Apart from signaling change, a peak in the perceptual field may have the effect of updating the contents of working memory. Depending on the metric distance between the already existing peaks and the new input, this can either mean that a completely new peak is established (for remote items; Fig. 12.6, t = 1, 600), leading to a stable multi-peak solution (Fig. 12.6, t = 2, 100), or that an existing peak destabilizes and is replaced by the new peak (for close items; Fig. 12.6, t = 2, 600).

The functionality we have described so far generalizes to multiple items. When several different inputs are applied in the encoding phase, a multi-peak solution arises and persists in the working memory field (Fig. 12.7a, b). Change detection then works in the same way as for single items. However, with a larger number of items, interactions between the retained peaks can lead to effects not observed in the case of a single item. For example, because the level of inhibition increases with the number of peaks in working memory, there is a capacity limit with respect to the total number of items that can be retained (about four in this particular model). This limit can lead to the deletion of existing peaks by new input (“forgetting”), to incomplete encoding of multi-item displays, or to failure to encode new input. The all-or-none property of working memory in the model – a stable peak is either formed or not – is consistent with behavioral data [35].

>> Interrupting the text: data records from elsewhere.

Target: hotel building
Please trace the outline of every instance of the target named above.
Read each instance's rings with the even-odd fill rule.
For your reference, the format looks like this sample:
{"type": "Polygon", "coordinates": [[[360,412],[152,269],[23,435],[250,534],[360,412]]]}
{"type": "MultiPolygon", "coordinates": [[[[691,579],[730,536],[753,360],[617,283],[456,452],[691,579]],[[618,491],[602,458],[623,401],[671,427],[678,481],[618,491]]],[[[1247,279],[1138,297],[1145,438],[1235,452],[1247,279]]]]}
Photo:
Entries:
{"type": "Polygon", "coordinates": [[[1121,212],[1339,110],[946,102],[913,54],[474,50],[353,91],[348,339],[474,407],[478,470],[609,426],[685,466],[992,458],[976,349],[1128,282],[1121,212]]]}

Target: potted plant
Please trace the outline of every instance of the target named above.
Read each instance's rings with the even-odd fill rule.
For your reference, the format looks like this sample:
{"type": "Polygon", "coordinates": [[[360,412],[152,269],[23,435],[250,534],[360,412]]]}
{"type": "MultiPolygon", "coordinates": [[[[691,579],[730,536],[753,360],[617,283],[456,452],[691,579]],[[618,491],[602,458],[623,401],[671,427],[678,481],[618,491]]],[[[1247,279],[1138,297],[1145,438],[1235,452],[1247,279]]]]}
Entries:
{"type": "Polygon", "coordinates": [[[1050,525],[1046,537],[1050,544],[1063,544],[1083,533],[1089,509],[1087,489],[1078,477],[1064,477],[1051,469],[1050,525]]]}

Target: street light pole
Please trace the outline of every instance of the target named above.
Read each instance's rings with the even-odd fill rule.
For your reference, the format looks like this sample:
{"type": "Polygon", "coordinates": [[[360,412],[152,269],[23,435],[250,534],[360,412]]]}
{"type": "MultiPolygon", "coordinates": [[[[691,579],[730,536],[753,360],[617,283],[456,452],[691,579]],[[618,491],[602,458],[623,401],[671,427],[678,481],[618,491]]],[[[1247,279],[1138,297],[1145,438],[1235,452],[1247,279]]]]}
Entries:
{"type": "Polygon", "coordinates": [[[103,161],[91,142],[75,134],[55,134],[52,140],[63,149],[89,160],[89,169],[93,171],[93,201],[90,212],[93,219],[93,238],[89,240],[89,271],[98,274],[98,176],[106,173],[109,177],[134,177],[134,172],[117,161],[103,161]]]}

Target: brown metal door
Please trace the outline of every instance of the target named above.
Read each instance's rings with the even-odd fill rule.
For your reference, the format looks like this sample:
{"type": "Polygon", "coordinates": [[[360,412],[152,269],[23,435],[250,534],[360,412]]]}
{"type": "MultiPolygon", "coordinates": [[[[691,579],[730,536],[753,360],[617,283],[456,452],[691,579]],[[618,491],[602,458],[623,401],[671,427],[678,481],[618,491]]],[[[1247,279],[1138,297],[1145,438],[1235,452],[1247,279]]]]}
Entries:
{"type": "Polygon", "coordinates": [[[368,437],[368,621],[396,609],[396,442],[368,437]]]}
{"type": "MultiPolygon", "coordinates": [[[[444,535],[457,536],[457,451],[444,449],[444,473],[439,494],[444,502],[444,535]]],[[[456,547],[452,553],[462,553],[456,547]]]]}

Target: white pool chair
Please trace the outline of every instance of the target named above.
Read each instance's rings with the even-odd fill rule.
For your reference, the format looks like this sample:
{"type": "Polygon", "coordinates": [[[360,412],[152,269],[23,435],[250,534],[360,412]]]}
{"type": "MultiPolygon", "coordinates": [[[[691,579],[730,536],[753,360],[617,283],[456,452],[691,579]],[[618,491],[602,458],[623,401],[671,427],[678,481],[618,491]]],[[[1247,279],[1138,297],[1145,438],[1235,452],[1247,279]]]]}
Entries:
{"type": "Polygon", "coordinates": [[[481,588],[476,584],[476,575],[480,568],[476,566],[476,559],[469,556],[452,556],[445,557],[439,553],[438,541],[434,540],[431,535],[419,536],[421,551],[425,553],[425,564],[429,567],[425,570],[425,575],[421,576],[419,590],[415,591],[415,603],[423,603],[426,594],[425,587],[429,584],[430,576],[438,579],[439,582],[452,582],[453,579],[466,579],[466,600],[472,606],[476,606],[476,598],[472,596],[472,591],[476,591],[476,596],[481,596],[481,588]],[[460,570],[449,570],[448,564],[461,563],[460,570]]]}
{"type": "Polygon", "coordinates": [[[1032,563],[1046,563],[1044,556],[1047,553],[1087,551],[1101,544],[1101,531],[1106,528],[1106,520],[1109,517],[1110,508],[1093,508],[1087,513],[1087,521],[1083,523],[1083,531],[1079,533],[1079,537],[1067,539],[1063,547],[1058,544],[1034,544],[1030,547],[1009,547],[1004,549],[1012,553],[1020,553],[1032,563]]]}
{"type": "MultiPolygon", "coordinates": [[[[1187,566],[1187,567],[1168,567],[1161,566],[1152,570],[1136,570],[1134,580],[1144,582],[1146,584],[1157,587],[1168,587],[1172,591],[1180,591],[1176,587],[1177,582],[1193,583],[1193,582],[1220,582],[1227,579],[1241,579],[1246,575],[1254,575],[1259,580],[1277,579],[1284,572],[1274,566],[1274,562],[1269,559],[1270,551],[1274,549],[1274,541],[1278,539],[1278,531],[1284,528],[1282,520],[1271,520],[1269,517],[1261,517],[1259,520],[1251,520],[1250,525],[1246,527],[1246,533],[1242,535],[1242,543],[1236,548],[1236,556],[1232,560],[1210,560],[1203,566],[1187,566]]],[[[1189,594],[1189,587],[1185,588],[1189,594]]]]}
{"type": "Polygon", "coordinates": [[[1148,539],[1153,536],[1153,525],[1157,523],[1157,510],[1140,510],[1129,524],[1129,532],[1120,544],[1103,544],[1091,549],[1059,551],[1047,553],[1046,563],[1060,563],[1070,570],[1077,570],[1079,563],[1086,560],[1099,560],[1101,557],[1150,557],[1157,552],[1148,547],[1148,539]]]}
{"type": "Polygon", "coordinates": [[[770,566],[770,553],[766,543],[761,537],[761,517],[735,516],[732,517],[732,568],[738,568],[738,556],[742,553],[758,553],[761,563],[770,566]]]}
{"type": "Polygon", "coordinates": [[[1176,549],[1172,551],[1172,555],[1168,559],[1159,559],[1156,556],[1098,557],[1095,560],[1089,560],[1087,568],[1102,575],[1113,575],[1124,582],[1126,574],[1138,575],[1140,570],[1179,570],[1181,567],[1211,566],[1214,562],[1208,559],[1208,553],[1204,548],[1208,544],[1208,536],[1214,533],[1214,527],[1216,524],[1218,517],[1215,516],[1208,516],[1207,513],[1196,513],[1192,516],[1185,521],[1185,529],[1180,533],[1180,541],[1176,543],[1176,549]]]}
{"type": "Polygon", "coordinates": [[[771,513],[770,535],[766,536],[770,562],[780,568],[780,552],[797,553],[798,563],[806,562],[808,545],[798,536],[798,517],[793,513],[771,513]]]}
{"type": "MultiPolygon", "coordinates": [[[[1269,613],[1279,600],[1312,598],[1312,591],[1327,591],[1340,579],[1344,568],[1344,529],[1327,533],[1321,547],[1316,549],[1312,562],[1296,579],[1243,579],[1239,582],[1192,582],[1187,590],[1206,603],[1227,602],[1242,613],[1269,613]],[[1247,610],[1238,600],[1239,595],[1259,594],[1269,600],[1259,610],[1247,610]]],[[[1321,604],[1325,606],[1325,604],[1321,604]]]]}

A counter-intuitive prediction made by the model is that change detection should be enhanced when two metrically close items are retained in working memory and a new, slightly different item is presented. This is because inhibition in the model is not global, but local, and tied to the position of peaks, so that nearby peaks inhibit each other more strongly than other peaks. Close peaks in working memory are thus less pronounced than more isolated ones (Fig. 12.7b).

Because the peaks are smaller, they also lead to slightly less inhibition and a shallower trough in the perceptual field. This makes it more likely that new input within the area of the trough reaches threshold and generates a “different” response. Therefore, the same degree of difference between a test item and a retained item can result in either a “same” or a “different” response, depending on whether the nearest working memory peak is relatively isolated (Fig. 12.7c) or has other peaks in its vicinity (Fig. 12.7d). This prediction has been confirmed empirically [17].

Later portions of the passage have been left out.